Dragon2fly/logger_tt

pytest errors

Closed this issue · 3 comments

While attempting to add tests for #23, I hit a couple of pytest errors:

1: test_inspector is hardcoded to look for D:\pycharm_projects in the exception object. As I am running in a different directory, this test fails.

2: Many different tests use cwd when they should use e.g. os.path.realpath(__file__) instead.

3: Even though the main code works with either pyyaml or ruamel.yaml, test_multiprocessing is hardcoded to use ruamel.yaml - and Murphy's law meant that of course I had only pyyaml installed.

All easily fixed - I'll throw up a PR in a bit. Don't know where this project falls on the sliding scale between 'a billion tiny PRs' and 'one huge PR'.

1 is fixed by #25

Thanks for your finding.

1: test_inspector is hardcoded to look for D:\pycharm_projects in the exception object. As I am running in a different directory, this test fails.

Sorry, I was in a hurry at that time so I left it as is. Should have used regex instead.

2: Many different tests use cwd when they should use e.g. os.path.realpath(file) instead.

Pytest is invoked inside that tests directory, so Path.cwd() is fine.
The longer version if needed, will be Path(__file__).parent.
The reason for cwd is the tests directory is that some tests need to call the external py files, which are in the same directory.
So using the tests directory as cwd made writing tests easier.
If there is a reason for using os.path.realpath(__file__), please let me know.

3: Even though the main code works with either pyyaml or ruamel.yaml, test_multiprocessing is hardcoded to use ruamel.yaml - and Murphy's law meant that of course I had only pyyaml installed.

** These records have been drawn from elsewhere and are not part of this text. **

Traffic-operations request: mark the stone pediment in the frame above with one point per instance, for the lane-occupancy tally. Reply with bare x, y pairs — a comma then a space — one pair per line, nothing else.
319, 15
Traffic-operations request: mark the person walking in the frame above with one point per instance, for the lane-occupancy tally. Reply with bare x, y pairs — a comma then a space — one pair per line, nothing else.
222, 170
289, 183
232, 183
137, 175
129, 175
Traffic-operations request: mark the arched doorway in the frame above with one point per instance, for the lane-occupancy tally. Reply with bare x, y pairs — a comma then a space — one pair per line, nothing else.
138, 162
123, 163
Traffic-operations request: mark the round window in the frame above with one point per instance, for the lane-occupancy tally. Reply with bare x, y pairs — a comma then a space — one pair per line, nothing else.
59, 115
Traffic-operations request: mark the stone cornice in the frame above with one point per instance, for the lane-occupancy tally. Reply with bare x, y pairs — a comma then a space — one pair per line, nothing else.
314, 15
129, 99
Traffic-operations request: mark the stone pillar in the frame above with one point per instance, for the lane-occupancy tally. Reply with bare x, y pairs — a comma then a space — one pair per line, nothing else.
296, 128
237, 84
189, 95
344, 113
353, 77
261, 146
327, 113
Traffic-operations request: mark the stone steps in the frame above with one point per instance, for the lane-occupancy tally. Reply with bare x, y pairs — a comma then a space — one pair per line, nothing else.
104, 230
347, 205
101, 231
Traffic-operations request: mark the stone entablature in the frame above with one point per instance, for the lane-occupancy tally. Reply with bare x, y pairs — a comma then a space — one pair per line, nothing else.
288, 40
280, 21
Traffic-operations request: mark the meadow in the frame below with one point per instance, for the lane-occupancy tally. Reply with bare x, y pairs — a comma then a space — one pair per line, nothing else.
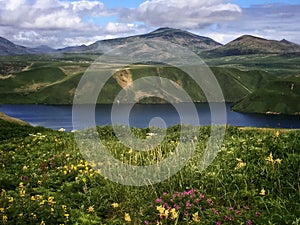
253, 180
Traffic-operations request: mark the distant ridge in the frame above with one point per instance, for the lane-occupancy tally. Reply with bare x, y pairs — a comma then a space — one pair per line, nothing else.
248, 44
9, 48
205, 46
183, 38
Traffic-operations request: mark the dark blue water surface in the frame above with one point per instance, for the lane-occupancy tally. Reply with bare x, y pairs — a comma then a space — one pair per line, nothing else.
140, 115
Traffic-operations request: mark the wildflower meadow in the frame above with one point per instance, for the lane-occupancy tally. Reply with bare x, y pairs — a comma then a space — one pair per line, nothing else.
253, 180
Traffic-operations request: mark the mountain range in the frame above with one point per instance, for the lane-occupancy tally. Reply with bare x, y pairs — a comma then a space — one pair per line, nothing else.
255, 74
246, 44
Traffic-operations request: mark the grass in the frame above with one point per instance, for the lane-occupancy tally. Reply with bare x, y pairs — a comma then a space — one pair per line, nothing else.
278, 96
55, 82
45, 180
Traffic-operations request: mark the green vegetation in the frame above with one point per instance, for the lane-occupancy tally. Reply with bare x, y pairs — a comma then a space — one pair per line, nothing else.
253, 180
257, 83
279, 96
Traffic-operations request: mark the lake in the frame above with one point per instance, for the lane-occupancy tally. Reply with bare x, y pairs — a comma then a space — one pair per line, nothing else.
56, 117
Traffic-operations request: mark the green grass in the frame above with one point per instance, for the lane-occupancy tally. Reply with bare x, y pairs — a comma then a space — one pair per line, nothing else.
279, 96
43, 177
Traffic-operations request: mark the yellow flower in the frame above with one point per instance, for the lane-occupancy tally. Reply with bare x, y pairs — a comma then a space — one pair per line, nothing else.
91, 209
262, 192
127, 217
64, 207
115, 205
10, 199
196, 217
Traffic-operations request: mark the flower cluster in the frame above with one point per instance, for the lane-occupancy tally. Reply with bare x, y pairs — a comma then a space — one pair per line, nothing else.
193, 207
270, 159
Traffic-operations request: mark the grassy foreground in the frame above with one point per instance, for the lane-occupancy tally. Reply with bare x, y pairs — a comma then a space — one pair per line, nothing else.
253, 180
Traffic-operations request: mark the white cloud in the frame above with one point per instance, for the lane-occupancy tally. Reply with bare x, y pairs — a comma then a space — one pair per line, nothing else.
188, 14
60, 23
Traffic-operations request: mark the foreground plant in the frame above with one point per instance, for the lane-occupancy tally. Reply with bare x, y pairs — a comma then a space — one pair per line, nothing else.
193, 207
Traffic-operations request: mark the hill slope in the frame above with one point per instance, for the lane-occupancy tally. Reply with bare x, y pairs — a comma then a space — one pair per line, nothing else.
248, 44
183, 38
56, 84
279, 96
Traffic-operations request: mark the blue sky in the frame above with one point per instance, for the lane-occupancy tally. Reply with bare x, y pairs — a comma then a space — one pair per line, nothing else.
60, 23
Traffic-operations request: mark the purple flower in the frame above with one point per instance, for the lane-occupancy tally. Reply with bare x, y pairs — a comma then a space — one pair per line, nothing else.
248, 222
210, 202
237, 212
186, 214
246, 207
188, 205
191, 191
201, 196
229, 217
159, 200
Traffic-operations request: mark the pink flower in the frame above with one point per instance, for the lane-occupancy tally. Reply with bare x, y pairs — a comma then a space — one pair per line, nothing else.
237, 212
188, 205
246, 207
159, 200
210, 202
258, 213
248, 222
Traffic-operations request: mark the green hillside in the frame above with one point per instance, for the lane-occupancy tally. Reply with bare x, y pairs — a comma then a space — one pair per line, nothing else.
44, 179
56, 83
279, 96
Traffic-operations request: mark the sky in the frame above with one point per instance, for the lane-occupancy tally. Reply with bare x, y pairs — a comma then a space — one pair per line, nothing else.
61, 23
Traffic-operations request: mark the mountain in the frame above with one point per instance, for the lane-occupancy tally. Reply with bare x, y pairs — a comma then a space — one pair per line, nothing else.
9, 48
280, 96
183, 38
248, 44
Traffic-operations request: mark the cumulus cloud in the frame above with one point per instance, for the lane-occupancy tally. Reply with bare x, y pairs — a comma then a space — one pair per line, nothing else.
188, 14
60, 23
271, 21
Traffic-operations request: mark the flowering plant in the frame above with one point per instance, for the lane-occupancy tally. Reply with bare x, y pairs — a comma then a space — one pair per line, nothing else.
193, 207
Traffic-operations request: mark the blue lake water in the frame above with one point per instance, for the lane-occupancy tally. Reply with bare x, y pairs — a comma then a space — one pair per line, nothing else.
140, 115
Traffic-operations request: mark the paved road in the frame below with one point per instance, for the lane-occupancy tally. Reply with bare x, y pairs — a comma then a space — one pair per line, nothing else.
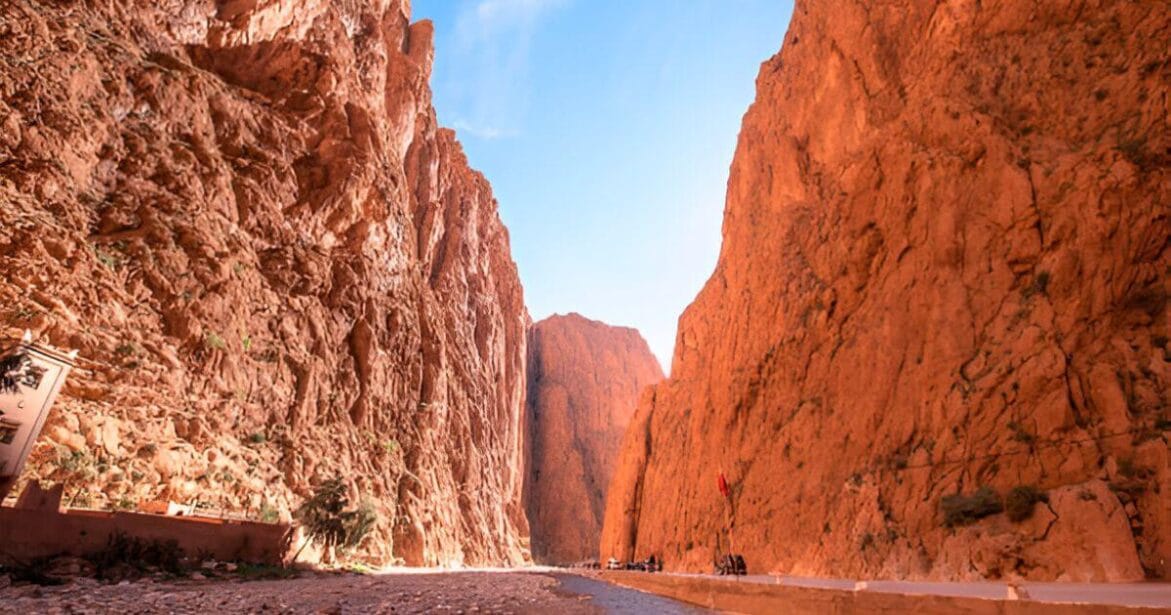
617, 600
521, 592
1122, 594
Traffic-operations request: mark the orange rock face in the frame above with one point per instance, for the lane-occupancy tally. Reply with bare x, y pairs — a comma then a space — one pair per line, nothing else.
583, 383
276, 267
944, 266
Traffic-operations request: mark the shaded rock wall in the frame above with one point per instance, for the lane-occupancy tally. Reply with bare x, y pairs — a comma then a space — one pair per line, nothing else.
583, 383
276, 266
944, 265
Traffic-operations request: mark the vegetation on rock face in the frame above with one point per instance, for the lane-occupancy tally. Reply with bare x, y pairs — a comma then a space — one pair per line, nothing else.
328, 521
961, 510
1021, 500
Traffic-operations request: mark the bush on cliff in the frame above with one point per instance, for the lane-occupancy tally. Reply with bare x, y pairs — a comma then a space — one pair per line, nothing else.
961, 510
327, 520
1020, 501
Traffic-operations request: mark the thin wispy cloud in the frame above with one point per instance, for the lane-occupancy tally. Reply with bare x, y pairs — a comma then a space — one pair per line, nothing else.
492, 47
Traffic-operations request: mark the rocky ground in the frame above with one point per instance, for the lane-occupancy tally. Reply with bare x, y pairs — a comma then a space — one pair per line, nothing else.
465, 592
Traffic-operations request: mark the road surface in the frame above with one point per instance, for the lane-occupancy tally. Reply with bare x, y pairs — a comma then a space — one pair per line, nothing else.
520, 592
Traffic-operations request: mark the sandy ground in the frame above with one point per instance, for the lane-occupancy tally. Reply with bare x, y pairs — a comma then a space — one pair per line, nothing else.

Yeah, I should have rewritten that better. But since the ruamel.yaml was supported later, I just used it over pyyaml.

Pytest is invoked inside that tests directory, so Path.cwd() is fine.

It works if you invoke pytest inside the tests directory, yes.

pytest 'normally' also works if you invoke it in the project base directory. Notably, this is the default behavior for pytest in vscodium, which breaks test discovery.